Bug `helped IBM’s Deep Blue defeat Garry Kasparov`

Fifteen years after Grand Master Garry Kasparov lost to an IBM supercomputer known as Deep Blue, one of its designers has revealed that the move was the result of a bug in its software.

The revelation was published in a book by statistician and New York Times journalist Nate Silver titled ‘The Signal and the Noise’ — and promptly highlighted by Ezra Klein of the Washington Post.

For his book, Silver interviewed Murray Campbell, one of the three IBM computer scientists who designed Deep Blue, and told him that the machine was unable to select a move and simply picked one at random.

At the time, Deep Blue versus Kasparov was hailed as a seminal moment in the history of computer science — and lamented as a humiliating defeat for the human intellect.

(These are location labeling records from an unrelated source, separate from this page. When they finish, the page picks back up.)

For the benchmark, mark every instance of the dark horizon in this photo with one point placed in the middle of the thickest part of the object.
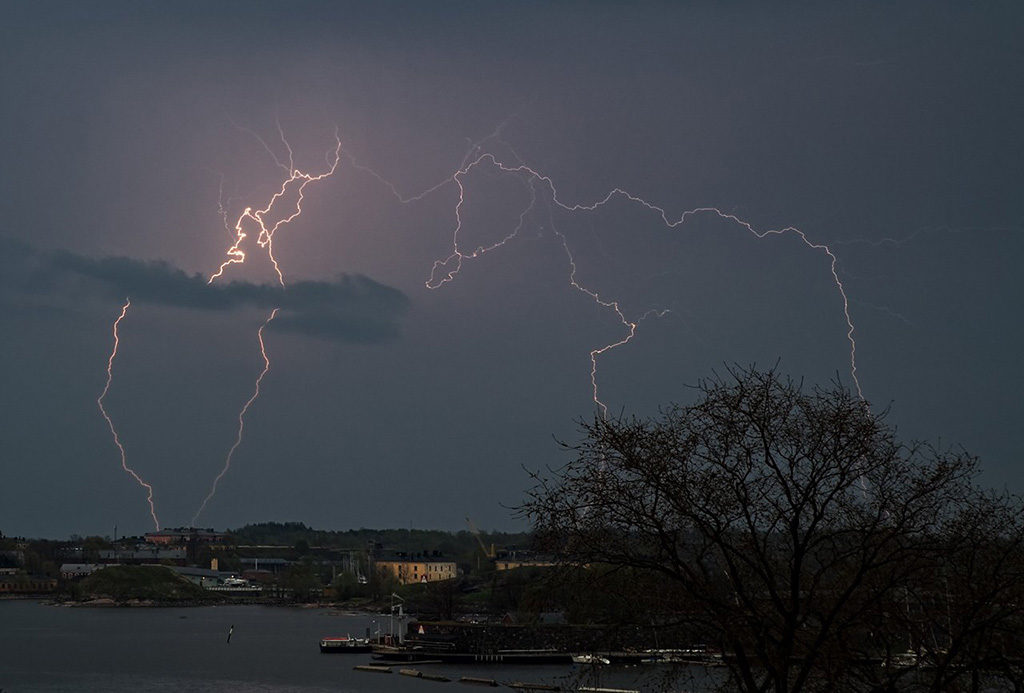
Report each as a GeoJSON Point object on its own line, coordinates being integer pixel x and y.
{"type": "Point", "coordinates": [136, 135]}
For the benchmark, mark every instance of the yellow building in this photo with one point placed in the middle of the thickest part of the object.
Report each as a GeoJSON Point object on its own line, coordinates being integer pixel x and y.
{"type": "Point", "coordinates": [409, 569]}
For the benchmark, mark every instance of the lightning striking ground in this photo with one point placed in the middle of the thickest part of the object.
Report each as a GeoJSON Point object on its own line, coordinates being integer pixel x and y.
{"type": "Point", "coordinates": [264, 222]}
{"type": "Point", "coordinates": [117, 439]}
{"type": "Point", "coordinates": [236, 255]}
{"type": "Point", "coordinates": [242, 417]}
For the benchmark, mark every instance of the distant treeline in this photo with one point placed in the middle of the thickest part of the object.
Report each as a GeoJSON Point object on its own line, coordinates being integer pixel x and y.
{"type": "Point", "coordinates": [292, 533]}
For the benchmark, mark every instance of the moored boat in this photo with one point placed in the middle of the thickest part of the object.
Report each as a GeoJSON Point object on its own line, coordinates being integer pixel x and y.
{"type": "Point", "coordinates": [345, 645]}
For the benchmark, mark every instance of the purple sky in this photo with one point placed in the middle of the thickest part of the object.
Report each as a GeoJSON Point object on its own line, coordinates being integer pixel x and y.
{"type": "Point", "coordinates": [891, 134]}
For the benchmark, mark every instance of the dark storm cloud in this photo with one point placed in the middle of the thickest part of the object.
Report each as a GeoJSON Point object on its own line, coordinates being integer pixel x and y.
{"type": "Point", "coordinates": [352, 308]}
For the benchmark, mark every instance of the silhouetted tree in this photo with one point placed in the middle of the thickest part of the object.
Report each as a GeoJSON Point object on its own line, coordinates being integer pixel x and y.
{"type": "Point", "coordinates": [795, 532]}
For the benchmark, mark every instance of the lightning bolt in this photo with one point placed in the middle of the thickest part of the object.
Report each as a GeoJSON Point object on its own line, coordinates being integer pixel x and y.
{"type": "Point", "coordinates": [445, 269]}
{"type": "Point", "coordinates": [298, 181]}
{"type": "Point", "coordinates": [110, 422]}
{"type": "Point", "coordinates": [242, 417]}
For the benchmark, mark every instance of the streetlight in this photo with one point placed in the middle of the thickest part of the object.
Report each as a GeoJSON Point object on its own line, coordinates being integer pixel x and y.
{"type": "Point", "coordinates": [391, 622]}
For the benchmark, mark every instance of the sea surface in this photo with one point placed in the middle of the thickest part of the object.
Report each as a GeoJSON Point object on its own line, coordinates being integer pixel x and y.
{"type": "Point", "coordinates": [51, 649]}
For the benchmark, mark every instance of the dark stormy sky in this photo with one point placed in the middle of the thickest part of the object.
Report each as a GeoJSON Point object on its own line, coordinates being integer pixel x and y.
{"type": "Point", "coordinates": [889, 131]}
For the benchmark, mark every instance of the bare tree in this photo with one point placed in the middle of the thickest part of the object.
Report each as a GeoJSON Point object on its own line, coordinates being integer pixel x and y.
{"type": "Point", "coordinates": [800, 535]}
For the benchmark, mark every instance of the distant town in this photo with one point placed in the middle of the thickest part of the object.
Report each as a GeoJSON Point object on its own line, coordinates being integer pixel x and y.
{"type": "Point", "coordinates": [271, 563]}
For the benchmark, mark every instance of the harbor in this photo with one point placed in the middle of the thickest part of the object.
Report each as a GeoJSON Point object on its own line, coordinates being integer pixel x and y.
{"type": "Point", "coordinates": [272, 648]}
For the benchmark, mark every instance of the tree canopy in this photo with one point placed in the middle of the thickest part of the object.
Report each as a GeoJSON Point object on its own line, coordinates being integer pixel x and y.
{"type": "Point", "coordinates": [791, 528]}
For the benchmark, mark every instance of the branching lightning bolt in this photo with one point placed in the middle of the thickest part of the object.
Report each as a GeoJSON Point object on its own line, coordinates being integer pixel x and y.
{"type": "Point", "coordinates": [110, 422]}
{"type": "Point", "coordinates": [242, 417]}
{"type": "Point", "coordinates": [445, 269]}
{"type": "Point", "coordinates": [259, 217]}
{"type": "Point", "coordinates": [265, 240]}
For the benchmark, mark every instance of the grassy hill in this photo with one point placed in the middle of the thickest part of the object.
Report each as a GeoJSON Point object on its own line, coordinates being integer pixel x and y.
{"type": "Point", "coordinates": [156, 582]}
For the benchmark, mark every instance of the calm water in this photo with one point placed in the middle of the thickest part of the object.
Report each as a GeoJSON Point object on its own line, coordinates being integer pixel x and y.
{"type": "Point", "coordinates": [273, 649]}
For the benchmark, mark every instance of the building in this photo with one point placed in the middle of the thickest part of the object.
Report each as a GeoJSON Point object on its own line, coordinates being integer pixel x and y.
{"type": "Point", "coordinates": [71, 571]}
{"type": "Point", "coordinates": [155, 553]}
{"type": "Point", "coordinates": [184, 535]}
{"type": "Point", "coordinates": [511, 559]}
{"type": "Point", "coordinates": [26, 585]}
{"type": "Point", "coordinates": [410, 568]}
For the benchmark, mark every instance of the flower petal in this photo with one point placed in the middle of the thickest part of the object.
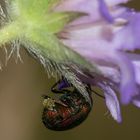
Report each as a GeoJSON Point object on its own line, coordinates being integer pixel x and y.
{"type": "Point", "coordinates": [112, 102]}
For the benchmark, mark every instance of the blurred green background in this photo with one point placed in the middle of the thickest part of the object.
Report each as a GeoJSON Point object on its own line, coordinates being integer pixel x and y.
{"type": "Point", "coordinates": [21, 87]}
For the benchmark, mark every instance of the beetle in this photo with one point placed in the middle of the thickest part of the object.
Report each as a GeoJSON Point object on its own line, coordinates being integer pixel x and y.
{"type": "Point", "coordinates": [67, 112]}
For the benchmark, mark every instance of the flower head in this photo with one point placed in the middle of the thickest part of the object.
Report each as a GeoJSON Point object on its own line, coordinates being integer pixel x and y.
{"type": "Point", "coordinates": [88, 42]}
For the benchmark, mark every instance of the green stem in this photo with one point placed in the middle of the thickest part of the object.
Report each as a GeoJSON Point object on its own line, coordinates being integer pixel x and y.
{"type": "Point", "coordinates": [9, 33]}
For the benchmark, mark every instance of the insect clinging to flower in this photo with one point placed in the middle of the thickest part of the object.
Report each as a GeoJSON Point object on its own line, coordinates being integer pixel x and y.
{"type": "Point", "coordinates": [67, 112]}
{"type": "Point", "coordinates": [83, 41]}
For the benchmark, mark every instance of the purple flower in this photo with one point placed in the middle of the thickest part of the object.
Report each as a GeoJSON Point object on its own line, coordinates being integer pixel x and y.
{"type": "Point", "coordinates": [107, 36]}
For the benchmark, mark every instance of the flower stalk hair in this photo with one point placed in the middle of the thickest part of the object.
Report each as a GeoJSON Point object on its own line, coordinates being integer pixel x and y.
{"type": "Point", "coordinates": [88, 42]}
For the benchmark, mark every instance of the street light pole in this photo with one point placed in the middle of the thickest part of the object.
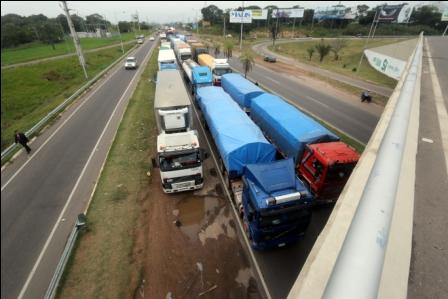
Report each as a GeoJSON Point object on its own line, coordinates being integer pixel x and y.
{"type": "Point", "coordinates": [82, 61]}
{"type": "Point", "coordinates": [241, 34]}
{"type": "Point", "coordinates": [119, 33]}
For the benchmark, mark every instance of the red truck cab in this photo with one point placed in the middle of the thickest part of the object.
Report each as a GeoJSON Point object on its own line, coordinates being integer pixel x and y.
{"type": "Point", "coordinates": [326, 167]}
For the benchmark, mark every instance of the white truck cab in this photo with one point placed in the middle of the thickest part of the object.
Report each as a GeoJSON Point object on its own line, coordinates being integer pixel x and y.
{"type": "Point", "coordinates": [179, 159]}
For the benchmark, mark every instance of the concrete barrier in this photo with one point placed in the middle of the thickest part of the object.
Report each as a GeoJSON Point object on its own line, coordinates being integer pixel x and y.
{"type": "Point", "coordinates": [389, 279]}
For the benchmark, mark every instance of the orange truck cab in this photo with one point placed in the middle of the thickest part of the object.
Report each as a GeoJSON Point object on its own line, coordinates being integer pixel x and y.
{"type": "Point", "coordinates": [326, 167]}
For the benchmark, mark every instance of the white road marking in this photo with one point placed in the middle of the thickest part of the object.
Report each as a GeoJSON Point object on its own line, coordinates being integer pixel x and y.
{"type": "Point", "coordinates": [442, 114]}
{"type": "Point", "coordinates": [39, 259]}
{"type": "Point", "coordinates": [317, 102]}
{"type": "Point", "coordinates": [270, 79]}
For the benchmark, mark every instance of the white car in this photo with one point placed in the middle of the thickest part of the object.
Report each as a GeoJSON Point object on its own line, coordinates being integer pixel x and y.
{"type": "Point", "coordinates": [130, 63]}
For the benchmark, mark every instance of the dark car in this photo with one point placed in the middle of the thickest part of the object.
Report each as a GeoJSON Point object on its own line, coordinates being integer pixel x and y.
{"type": "Point", "coordinates": [270, 59]}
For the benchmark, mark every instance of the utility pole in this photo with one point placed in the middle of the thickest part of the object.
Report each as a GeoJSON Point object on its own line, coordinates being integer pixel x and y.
{"type": "Point", "coordinates": [277, 16]}
{"type": "Point", "coordinates": [241, 34]}
{"type": "Point", "coordinates": [224, 19]}
{"type": "Point", "coordinates": [82, 61]}
{"type": "Point", "coordinates": [293, 27]}
{"type": "Point", "coordinates": [365, 45]}
{"type": "Point", "coordinates": [119, 33]}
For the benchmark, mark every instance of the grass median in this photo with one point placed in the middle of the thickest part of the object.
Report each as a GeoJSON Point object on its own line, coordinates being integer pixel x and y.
{"type": "Point", "coordinates": [102, 264]}
{"type": "Point", "coordinates": [346, 64]}
{"type": "Point", "coordinates": [34, 51]}
{"type": "Point", "coordinates": [30, 92]}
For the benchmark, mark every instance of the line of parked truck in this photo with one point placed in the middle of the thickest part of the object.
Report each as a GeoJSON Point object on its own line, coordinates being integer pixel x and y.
{"type": "Point", "coordinates": [277, 161]}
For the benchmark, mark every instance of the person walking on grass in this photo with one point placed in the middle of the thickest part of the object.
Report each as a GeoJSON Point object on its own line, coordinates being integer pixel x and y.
{"type": "Point", "coordinates": [22, 139]}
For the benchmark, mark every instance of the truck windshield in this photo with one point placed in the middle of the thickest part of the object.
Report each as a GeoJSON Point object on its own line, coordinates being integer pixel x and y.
{"type": "Point", "coordinates": [282, 216]}
{"type": "Point", "coordinates": [185, 56]}
{"type": "Point", "coordinates": [339, 172]}
{"type": "Point", "coordinates": [180, 161]}
{"type": "Point", "coordinates": [220, 72]}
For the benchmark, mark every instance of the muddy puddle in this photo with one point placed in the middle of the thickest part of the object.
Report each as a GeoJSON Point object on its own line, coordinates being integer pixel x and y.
{"type": "Point", "coordinates": [204, 217]}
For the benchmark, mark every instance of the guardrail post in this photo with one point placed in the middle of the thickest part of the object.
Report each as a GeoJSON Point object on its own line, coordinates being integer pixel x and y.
{"type": "Point", "coordinates": [81, 222]}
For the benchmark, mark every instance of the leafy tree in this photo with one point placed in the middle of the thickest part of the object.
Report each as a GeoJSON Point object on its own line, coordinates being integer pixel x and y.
{"type": "Point", "coordinates": [50, 33]}
{"type": "Point", "coordinates": [337, 45]}
{"type": "Point", "coordinates": [367, 18]}
{"type": "Point", "coordinates": [427, 15]}
{"type": "Point", "coordinates": [323, 50]}
{"type": "Point", "coordinates": [248, 61]}
{"type": "Point", "coordinates": [124, 26]}
{"type": "Point", "coordinates": [362, 9]}
{"type": "Point", "coordinates": [310, 51]}
{"type": "Point", "coordinates": [217, 47]}
{"type": "Point", "coordinates": [308, 15]}
{"type": "Point", "coordinates": [228, 47]}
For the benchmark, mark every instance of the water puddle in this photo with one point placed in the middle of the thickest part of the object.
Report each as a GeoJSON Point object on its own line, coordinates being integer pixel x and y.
{"type": "Point", "coordinates": [194, 212]}
{"type": "Point", "coordinates": [222, 225]}
{"type": "Point", "coordinates": [243, 277]}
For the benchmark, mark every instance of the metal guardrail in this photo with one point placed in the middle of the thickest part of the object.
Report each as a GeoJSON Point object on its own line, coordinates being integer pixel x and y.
{"type": "Point", "coordinates": [359, 265]}
{"type": "Point", "coordinates": [53, 287]}
{"type": "Point", "coordinates": [60, 107]}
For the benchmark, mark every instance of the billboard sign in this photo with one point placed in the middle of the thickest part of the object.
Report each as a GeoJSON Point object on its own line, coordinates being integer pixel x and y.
{"type": "Point", "coordinates": [405, 14]}
{"type": "Point", "coordinates": [389, 13]}
{"type": "Point", "coordinates": [390, 66]}
{"type": "Point", "coordinates": [259, 14]}
{"type": "Point", "coordinates": [445, 15]}
{"type": "Point", "coordinates": [288, 12]}
{"type": "Point", "coordinates": [240, 16]}
{"type": "Point", "coordinates": [331, 13]}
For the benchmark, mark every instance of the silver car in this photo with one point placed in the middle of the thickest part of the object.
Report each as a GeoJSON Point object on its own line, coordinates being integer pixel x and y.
{"type": "Point", "coordinates": [130, 63]}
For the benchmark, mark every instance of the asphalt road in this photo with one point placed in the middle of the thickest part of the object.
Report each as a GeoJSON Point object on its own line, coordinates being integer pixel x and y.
{"type": "Point", "coordinates": [262, 48]}
{"type": "Point", "coordinates": [356, 119]}
{"type": "Point", "coordinates": [42, 194]}
{"type": "Point", "coordinates": [429, 261]}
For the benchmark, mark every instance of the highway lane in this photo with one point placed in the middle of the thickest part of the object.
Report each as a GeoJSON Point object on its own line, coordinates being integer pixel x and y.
{"type": "Point", "coordinates": [429, 263]}
{"type": "Point", "coordinates": [34, 196]}
{"type": "Point", "coordinates": [354, 119]}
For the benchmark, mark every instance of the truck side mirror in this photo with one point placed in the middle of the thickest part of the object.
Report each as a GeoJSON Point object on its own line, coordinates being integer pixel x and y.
{"type": "Point", "coordinates": [204, 154]}
{"type": "Point", "coordinates": [154, 162]}
{"type": "Point", "coordinates": [250, 216]}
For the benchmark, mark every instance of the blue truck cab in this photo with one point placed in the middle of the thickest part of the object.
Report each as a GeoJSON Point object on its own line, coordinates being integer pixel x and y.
{"type": "Point", "coordinates": [276, 204]}
{"type": "Point", "coordinates": [202, 77]}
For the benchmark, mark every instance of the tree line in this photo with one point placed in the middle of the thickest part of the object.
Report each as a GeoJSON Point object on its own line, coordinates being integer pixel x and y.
{"type": "Point", "coordinates": [425, 15]}
{"type": "Point", "coordinates": [18, 30]}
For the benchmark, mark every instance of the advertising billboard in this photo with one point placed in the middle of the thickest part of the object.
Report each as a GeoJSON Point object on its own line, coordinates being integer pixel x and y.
{"type": "Point", "coordinates": [333, 13]}
{"type": "Point", "coordinates": [240, 16]}
{"type": "Point", "coordinates": [391, 13]}
{"type": "Point", "coordinates": [259, 14]}
{"type": "Point", "coordinates": [445, 15]}
{"type": "Point", "coordinates": [288, 13]}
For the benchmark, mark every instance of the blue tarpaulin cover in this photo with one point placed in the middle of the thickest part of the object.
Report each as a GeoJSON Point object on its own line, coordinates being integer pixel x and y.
{"type": "Point", "coordinates": [240, 89]}
{"type": "Point", "coordinates": [238, 139]}
{"type": "Point", "coordinates": [273, 179]}
{"type": "Point", "coordinates": [288, 128]}
{"type": "Point", "coordinates": [202, 74]}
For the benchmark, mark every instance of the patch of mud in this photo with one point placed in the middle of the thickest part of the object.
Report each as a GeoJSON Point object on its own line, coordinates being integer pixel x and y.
{"type": "Point", "coordinates": [243, 277]}
{"type": "Point", "coordinates": [223, 225]}
{"type": "Point", "coordinates": [193, 213]}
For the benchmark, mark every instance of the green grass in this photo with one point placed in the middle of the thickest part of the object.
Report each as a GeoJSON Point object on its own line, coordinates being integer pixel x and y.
{"type": "Point", "coordinates": [349, 58]}
{"type": "Point", "coordinates": [102, 264]}
{"type": "Point", "coordinates": [36, 51]}
{"type": "Point", "coordinates": [30, 92]}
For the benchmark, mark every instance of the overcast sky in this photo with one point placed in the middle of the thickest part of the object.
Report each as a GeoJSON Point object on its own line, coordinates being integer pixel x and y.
{"type": "Point", "coordinates": [154, 11]}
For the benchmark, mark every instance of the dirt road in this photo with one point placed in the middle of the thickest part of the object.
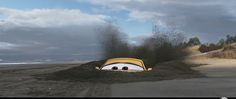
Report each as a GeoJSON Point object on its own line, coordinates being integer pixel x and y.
{"type": "Point", "coordinates": [18, 81]}
{"type": "Point", "coordinates": [220, 82]}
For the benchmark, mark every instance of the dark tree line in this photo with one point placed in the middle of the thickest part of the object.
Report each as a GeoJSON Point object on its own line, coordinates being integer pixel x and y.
{"type": "Point", "coordinates": [220, 44]}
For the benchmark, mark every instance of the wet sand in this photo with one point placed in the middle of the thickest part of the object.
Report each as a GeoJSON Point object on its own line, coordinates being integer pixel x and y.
{"type": "Point", "coordinates": [18, 80]}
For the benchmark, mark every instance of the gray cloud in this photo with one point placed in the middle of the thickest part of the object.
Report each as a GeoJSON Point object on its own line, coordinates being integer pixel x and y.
{"type": "Point", "coordinates": [208, 19]}
{"type": "Point", "coordinates": [49, 34]}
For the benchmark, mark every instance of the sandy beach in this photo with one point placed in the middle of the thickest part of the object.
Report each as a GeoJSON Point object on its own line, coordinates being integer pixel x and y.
{"type": "Point", "coordinates": [18, 80]}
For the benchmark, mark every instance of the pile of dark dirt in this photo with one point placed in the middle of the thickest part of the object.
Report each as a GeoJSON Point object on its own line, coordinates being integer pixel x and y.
{"type": "Point", "coordinates": [88, 73]}
{"type": "Point", "coordinates": [228, 52]}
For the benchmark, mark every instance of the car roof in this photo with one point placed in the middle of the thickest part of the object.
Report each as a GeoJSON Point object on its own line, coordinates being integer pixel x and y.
{"type": "Point", "coordinates": [135, 61]}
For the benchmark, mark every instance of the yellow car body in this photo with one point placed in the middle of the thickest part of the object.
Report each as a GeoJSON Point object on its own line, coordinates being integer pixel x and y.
{"type": "Point", "coordinates": [124, 64]}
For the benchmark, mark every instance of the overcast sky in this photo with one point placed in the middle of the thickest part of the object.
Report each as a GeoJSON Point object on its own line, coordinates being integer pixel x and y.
{"type": "Point", "coordinates": [70, 26]}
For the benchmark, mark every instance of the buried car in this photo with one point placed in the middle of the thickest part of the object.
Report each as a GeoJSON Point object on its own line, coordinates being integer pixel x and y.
{"type": "Point", "coordinates": [124, 64]}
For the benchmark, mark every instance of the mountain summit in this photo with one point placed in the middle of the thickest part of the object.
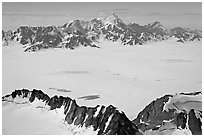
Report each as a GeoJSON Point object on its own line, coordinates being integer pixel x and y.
{"type": "Point", "coordinates": [85, 33]}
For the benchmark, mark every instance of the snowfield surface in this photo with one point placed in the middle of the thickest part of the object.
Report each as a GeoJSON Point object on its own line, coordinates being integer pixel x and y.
{"type": "Point", "coordinates": [128, 77]}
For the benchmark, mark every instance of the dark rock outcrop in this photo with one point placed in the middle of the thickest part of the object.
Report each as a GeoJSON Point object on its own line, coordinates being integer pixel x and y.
{"type": "Point", "coordinates": [78, 32]}
{"type": "Point", "coordinates": [155, 117]}
{"type": "Point", "coordinates": [195, 124]}
{"type": "Point", "coordinates": [106, 120]}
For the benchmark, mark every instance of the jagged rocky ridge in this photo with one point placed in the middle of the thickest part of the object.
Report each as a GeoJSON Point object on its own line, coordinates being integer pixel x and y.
{"type": "Point", "coordinates": [165, 115]}
{"type": "Point", "coordinates": [104, 120]}
{"type": "Point", "coordinates": [85, 33]}
{"type": "Point", "coordinates": [172, 112]}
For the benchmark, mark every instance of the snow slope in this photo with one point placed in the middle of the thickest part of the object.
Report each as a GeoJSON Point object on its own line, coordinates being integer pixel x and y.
{"type": "Point", "coordinates": [128, 77]}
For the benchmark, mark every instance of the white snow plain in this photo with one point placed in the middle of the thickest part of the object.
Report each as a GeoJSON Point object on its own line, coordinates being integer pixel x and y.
{"type": "Point", "coordinates": [128, 77]}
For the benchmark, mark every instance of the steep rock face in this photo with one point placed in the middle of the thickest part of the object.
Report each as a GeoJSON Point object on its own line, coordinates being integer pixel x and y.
{"type": "Point", "coordinates": [79, 32]}
{"type": "Point", "coordinates": [186, 34]}
{"type": "Point", "coordinates": [181, 112]}
{"type": "Point", "coordinates": [105, 120]}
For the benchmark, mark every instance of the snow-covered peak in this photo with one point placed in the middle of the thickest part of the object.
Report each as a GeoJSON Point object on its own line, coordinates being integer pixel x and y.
{"type": "Point", "coordinates": [157, 24]}
{"type": "Point", "coordinates": [112, 19]}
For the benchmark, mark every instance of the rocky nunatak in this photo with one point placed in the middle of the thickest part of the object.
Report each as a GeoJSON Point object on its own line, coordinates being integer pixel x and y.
{"type": "Point", "coordinates": [105, 120]}
{"type": "Point", "coordinates": [172, 112]}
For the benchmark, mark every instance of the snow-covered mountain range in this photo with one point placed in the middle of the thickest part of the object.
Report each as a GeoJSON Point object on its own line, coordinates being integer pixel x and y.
{"type": "Point", "coordinates": [86, 33]}
{"type": "Point", "coordinates": [170, 114]}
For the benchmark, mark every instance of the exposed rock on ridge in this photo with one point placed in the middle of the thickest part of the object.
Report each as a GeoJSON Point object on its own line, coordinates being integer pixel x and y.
{"type": "Point", "coordinates": [104, 120]}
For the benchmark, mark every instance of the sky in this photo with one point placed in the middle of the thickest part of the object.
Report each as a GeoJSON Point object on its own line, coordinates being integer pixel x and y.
{"type": "Point", "coordinates": [174, 14]}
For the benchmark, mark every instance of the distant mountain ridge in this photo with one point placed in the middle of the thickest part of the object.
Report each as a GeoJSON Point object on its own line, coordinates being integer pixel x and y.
{"type": "Point", "coordinates": [85, 33]}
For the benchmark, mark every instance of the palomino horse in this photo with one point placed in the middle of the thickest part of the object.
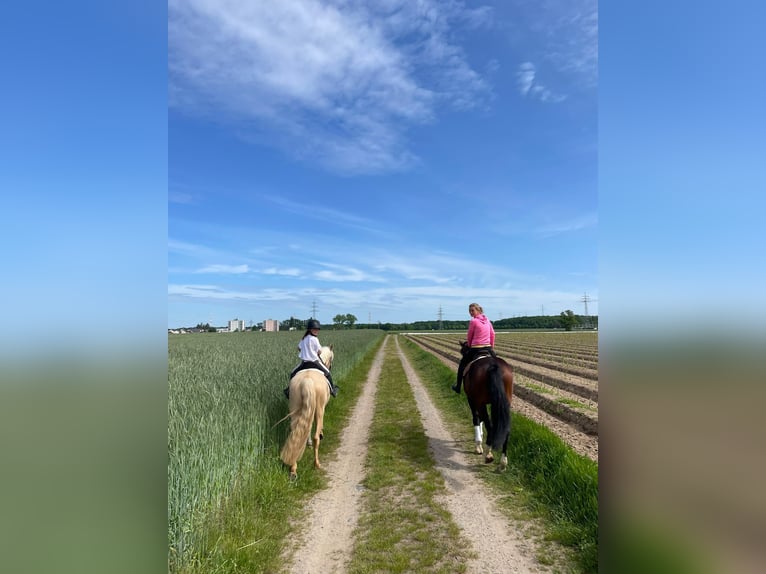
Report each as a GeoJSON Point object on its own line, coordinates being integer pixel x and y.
{"type": "Point", "coordinates": [489, 381]}
{"type": "Point", "coordinates": [309, 393]}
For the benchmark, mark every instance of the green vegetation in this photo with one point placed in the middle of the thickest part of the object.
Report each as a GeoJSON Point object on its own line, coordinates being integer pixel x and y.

But it may have just been a lesson that as humans, we tend to blow things way out of proportion.

Many chess masters have long claimed that Kasparov was at a significant disadvantage during the match.

Deep Blue’s designers had the opportunity to tweak Deep Blue’s programming between matches to adapt to Kasparov’s style and strategy.

They also had access to the full history of his previous public matches.

Kasparov had no similar record of Big Blue’s performance.

Because the machine had been heavily modified since he had last played it, he was essentially going in blind.

That strange move was chalked up to these advantages.

The IBM team did tweak the algorithms between games, but part of what they were doing was fixing the bug that resulted in that unexpected move.

The machine made a mistake, then they made sure it wouldn’t do it again.

The irony is that the move had messed with Kasporav’s mind, and there was no one to fix this bug.

“Kasparov had concluded that the counterintuitive play must be a sign of superior intelligence,” Campbell told Silver.

“He had never considered that it was simply a bug,” he said.